Fausto no se mueve. Los ojos clavados en el escabroso y horripilante contenido. El sobrecogimiento anula su capacidad de reacción. Delante: cuatro anulares, uno aún conserva el anillo ensangrentado. Un sello grande con la talla de un elefante barritando. Pero también dos dedos corazón cinco índices ocho meñiques seis pulgares. Cada uno en distinto estado de conservación: putrefacto, momificado, reseco, pellejo y hueso. Dedos largos cortos rechonchos delgados, todos al final torturados. En una aguja de coser arqueada como una gargantilla y poco más que del tamaño de un cuello adolescente, atravesadas igual que ruedas de chorizo, una decena de orejas. Difícilmente reconocibles salvo por la estructura cartilaginosa, endurecida y seca como corteza de cerdo. De una de ellas cuelga un pendiente, claramente de mujer. El pendiente la oreja ya no se sabe. Con cuatro perlas, una rota, engarzadas con eslabones de oro. Y todo ello bajo la inevitable pátina de sangre y tiempo. De otra un aro de plata, con el pasador doblado quién sabe si por la pelea o la tortura. Podía aquel resto de oreja ser también de mujer, pero lo mismo que de hombre.
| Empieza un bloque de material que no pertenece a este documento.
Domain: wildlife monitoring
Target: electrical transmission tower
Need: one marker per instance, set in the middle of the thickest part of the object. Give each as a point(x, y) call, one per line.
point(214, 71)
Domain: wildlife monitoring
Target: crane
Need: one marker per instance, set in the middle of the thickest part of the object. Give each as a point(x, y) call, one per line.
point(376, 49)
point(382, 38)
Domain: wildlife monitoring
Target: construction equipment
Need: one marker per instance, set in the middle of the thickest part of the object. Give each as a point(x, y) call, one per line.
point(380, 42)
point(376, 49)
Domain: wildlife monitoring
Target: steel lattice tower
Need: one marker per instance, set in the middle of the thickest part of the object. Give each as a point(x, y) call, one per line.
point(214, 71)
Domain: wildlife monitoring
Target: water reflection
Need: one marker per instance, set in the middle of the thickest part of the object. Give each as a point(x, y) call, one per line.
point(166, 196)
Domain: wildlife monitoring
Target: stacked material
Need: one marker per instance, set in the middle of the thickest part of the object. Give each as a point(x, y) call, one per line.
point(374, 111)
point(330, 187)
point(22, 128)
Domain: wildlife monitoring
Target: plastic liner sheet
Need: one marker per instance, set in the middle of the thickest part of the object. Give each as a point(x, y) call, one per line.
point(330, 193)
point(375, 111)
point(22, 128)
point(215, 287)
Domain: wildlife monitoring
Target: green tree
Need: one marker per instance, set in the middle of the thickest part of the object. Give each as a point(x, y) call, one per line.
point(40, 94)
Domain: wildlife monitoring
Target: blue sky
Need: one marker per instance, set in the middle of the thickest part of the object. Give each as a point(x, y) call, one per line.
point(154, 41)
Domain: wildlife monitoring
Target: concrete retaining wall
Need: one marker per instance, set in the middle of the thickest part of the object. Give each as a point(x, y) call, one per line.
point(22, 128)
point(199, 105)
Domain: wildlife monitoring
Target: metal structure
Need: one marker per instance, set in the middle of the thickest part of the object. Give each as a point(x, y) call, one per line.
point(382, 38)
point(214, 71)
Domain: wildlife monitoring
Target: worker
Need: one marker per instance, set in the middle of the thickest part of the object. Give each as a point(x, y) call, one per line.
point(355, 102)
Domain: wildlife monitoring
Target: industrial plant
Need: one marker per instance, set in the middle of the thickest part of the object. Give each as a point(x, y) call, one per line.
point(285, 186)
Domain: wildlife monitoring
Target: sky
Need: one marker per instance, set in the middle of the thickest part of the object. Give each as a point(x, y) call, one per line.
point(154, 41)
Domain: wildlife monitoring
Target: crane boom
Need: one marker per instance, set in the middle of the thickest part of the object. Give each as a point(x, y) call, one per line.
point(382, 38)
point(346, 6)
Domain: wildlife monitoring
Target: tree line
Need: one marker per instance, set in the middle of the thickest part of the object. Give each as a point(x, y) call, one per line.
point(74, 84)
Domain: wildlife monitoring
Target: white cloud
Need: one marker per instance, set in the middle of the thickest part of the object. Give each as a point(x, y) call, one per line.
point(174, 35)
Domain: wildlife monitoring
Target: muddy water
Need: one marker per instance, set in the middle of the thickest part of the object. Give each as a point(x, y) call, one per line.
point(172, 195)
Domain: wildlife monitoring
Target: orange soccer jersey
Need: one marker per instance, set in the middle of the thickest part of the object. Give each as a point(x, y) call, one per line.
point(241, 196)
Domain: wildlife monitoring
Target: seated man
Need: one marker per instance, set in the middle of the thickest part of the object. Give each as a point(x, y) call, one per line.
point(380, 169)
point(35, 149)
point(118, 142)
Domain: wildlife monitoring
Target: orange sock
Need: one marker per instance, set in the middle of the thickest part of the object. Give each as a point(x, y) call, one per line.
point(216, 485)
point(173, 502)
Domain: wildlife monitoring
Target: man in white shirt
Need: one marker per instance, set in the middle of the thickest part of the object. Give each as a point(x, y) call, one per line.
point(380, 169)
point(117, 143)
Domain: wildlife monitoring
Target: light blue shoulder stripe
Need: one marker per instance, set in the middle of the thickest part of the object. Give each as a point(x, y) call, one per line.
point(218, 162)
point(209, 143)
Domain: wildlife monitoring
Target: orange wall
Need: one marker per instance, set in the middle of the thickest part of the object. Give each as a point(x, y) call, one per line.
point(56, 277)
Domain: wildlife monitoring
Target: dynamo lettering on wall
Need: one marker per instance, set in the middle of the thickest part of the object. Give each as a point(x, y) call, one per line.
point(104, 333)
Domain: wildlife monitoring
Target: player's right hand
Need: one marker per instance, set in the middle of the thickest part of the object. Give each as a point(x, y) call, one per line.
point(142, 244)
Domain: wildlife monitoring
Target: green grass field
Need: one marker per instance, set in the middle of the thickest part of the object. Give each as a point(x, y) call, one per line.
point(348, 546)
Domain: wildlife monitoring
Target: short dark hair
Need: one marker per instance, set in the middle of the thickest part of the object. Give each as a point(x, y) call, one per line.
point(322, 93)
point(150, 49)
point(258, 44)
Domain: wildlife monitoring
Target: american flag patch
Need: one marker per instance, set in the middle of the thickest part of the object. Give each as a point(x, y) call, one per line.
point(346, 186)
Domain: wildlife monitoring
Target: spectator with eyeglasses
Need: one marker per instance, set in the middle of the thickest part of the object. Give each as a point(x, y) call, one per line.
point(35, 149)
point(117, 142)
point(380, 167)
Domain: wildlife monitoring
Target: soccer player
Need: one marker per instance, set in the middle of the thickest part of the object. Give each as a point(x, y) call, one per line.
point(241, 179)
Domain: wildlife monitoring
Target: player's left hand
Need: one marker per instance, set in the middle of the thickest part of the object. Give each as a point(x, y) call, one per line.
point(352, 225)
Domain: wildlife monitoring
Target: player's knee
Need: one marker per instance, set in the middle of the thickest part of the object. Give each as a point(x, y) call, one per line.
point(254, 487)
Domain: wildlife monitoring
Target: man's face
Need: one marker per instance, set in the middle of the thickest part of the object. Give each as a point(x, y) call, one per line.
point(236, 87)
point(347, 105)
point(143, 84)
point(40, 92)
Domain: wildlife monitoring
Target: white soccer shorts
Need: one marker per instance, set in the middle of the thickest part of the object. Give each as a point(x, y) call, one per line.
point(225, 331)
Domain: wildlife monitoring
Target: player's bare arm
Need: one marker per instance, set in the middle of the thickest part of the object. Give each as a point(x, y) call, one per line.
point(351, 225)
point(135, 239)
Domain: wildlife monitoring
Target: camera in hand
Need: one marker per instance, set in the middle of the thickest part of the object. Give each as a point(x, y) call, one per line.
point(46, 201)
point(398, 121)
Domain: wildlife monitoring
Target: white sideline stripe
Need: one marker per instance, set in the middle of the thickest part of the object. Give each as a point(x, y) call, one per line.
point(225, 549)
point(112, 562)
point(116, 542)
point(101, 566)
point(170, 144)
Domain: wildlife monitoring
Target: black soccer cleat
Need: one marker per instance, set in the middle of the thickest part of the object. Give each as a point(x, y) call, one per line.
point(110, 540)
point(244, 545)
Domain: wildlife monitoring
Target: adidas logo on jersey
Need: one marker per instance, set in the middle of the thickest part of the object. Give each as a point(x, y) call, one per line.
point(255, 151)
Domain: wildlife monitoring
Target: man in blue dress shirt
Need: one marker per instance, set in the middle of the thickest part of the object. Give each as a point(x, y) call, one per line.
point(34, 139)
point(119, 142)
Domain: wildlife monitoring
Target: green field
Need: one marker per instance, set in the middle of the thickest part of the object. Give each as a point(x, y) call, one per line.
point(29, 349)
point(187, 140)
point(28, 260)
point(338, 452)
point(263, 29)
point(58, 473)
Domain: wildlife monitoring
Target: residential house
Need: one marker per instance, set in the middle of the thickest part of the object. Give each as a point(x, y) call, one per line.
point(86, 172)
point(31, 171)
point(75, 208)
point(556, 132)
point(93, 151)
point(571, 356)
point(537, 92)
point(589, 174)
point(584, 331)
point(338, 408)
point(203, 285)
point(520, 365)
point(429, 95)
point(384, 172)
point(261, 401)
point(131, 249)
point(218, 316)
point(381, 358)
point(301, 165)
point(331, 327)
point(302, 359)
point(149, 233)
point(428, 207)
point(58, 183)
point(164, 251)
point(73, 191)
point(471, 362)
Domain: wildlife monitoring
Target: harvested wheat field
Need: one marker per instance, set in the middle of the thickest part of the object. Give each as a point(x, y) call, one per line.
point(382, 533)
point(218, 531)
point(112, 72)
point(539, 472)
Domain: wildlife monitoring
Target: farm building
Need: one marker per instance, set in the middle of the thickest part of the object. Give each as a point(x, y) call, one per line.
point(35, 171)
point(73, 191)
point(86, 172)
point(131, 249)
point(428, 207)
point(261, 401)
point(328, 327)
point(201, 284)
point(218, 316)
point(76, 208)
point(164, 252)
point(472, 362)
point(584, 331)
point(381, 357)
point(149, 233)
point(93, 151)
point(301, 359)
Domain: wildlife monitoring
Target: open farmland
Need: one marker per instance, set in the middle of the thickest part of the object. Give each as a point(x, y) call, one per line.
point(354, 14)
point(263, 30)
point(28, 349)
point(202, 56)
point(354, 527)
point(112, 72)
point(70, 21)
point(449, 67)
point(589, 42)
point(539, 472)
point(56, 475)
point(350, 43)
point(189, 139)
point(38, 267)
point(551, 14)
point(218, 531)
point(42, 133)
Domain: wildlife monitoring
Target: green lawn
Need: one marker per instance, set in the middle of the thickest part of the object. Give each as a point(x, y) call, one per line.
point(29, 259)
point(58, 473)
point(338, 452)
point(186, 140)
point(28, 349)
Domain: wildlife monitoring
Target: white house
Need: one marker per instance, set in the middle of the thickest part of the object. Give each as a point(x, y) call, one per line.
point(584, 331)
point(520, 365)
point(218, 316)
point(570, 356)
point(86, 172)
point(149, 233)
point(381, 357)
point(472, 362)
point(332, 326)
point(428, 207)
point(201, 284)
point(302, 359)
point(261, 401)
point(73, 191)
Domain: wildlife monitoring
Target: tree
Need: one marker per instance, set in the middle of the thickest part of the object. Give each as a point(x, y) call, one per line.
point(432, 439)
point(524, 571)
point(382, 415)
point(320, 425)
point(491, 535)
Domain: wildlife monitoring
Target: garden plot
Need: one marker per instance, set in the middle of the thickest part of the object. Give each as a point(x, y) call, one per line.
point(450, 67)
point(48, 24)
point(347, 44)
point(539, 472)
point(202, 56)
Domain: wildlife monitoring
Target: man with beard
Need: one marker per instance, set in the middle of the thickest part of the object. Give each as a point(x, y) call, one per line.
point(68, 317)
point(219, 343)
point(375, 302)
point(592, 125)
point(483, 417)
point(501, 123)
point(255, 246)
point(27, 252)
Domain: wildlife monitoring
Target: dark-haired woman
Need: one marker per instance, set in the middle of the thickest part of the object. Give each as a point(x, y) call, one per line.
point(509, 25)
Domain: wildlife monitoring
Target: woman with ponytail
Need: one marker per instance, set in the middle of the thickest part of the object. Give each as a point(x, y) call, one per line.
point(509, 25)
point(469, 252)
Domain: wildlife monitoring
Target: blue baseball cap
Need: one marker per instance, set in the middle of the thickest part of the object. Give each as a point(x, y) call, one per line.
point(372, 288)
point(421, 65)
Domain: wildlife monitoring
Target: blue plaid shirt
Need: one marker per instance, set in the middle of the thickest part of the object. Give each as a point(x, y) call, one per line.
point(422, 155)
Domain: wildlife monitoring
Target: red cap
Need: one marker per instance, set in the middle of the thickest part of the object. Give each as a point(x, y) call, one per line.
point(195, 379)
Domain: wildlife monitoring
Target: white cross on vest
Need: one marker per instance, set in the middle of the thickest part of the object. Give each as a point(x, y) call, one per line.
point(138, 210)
Y entre unos y unas… gusanos, larvas en realidad. Larvas pupas y moscas, vivas y muertas. Las vivas salen de la caja como un enjambre contra el rostro de Fausto. A Charlotte los dedos le provocaron asco, las moscas un enorme susto. Las muertas se agrupan por los rincones, buscaron tal vez una escapatoria antes de perecer. Quizás se succionaron unas a otras según menguaba la provisión de carne tierna. Humana.
Fausto retrocede hasta el punto donde Charlotte sigue tirada. Toma una lona vieja, la extiende sobre el rollo de cuerda improvisando una butaca. Muy incómoda pero suficiente para ambos. Ella con su ayuda se levanta, para sentarse a su lado, en silencio y pensativos.